In the present research, a high-throughput, high-sensitivity, and high-coverage UPLC-QTOF/MS method for comprehensive lipidomics profile analysis of rice was used. First, a comprehensive lipidomics study of the content and composition of rice was carried out by UPLC-QTOF/MS. Then, differential lipids were determined from three grades of indica rice. Finally, a novel lipid-based model was developed for predicting rice eating quality. This result provides details for which lipids are related to the eating quality of rice and serve as data for rice breeders and researchers to cultivate new rice varieties with improved eating quality.

2. Materials and Methods

2.1. Chemical and Reagents

Acetonitrile (ACN), isopropanol (IPA), methanol, and methyl tert-butyl ether were bought from Fisher (Chicago, IL, USA). Formic acid and ammonium acetate of LC-MS-grade were from CNW (CNW Technologies, Dusseldorf, Germany). Ultra-pure water was obtained from Milli-Q instrument (Milipore, Burlington, MA, USA).
The internal standards d7-monoglyceride (MG, 18:1), d7-diacylglycerol (DG, 15:0/18:1), d7-triacylglycerol (TG,15:0/18:1/15:0), d7-glycerophosphatidic acid (PA, 15:0/18:1), d7-glycerophosphatidylcholine (PC, 15:0/18:1), d7-glycerophosphatidylethanolamine (PE, 15:0/18:1), d7-glycerophosphatidylglycerol (PG, 15:0/18:1), d7-glycerophosphatidylinositol (PI, 15:0/18:1), d7-glycerophosphatidylserine (PS, 15:0/18:1), d7-ceramide (Cer, C15), and d9-sphingomyelin (SM, 18:1/18:1) were purchased from Avanti (Birmingham, AL, USA). Mixed reagents of all internal standards with final concentration of 100 μg/mL were prepared in methanol and preserved at −20°C in the freezer until analysis.
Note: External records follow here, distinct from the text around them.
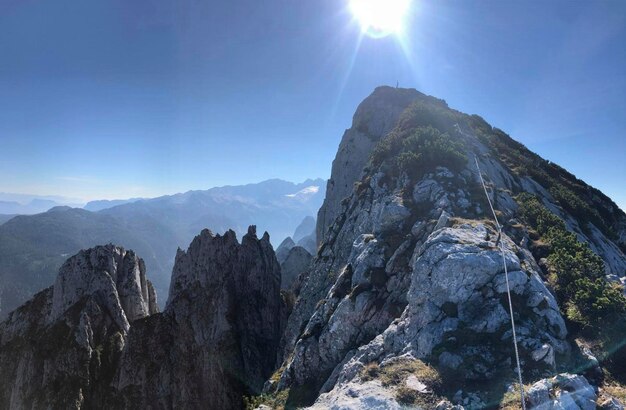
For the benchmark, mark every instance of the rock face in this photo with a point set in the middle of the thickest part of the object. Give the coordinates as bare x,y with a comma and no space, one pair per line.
57,350
95,339
218,336
374,118
117,277
409,263
306,228
283,249
298,261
2.2. Sample Preparation and Extraction Procedure

Based on the variety information issued by Ministry of Agriculture and Rural Affairs of China from 2019 to 2020, collected rice varieties by planting area account for more than 70% of the promotion area in 10 provinces. Indica paddy rice samples were collected during harvest season in 2020. Further details related to field trial characteristics such as variety and geographical location can be found in Table 1. Paddy rice samples were shelled by JDMZ-100 huller (DFJH, Beijing, China). After that, part of the rice was milled by CT-293-CyclotecTM mill (Foss, Suzhou, China). The milled rice and powder was kept at −80 °C until analysis.
The extraction procedure refers to that in a previous study [21] with minor modifications. In short, 20 ± 0.01 mg rice powder was mixed with 200 μL methanol already containing lipid internal standards. The solution was mixed before and after addition of 540 μL MTBE for 30 s. Then, 360 μL ultrapure water was added and mixed for 30 s. After that, the tube was put at 4 °C for 10 min equilibration, then centrifuged at 4 °C with 15,000 rpm for 10 min. Extraction in two phases was transferred to new tubes separately. After evaporation, residue in the upper phase was redissolved in 1 mL solution (ACN/IPA/H2O = 65:30:5, v/v/v) for lipidomics study.

2.3. Sensory Test

Sensory test was conducted in compliance with the Chinese National Standard “Method for Sensory Evaluation of Paddy or Rice Cooking and Eating Quality” (GB/T 15682-2008) and “Rice” (GB/T 1354-2009). In short, rice was cooked in cooker with a 1.3 (w/w, water/milled rice) ratio after soaking for 30 min in water. Then, cooked rice was tested and scored by 20 skilled and qualified panelists. All evaluations were conducted in separate partitions with cooked rice served in random order. After that, average eating score of each sample was calculated and analyzed by SPSS 19.0 (International Business Machines Corporation, New York, NY, USA, USA). According to GB/T 1354–2009, rice with high (score ≥ 90), medium (score ≥ 80), and low (score ≥ 70) eating quality was evaluated and rated as grade high, medium, and low, respectively.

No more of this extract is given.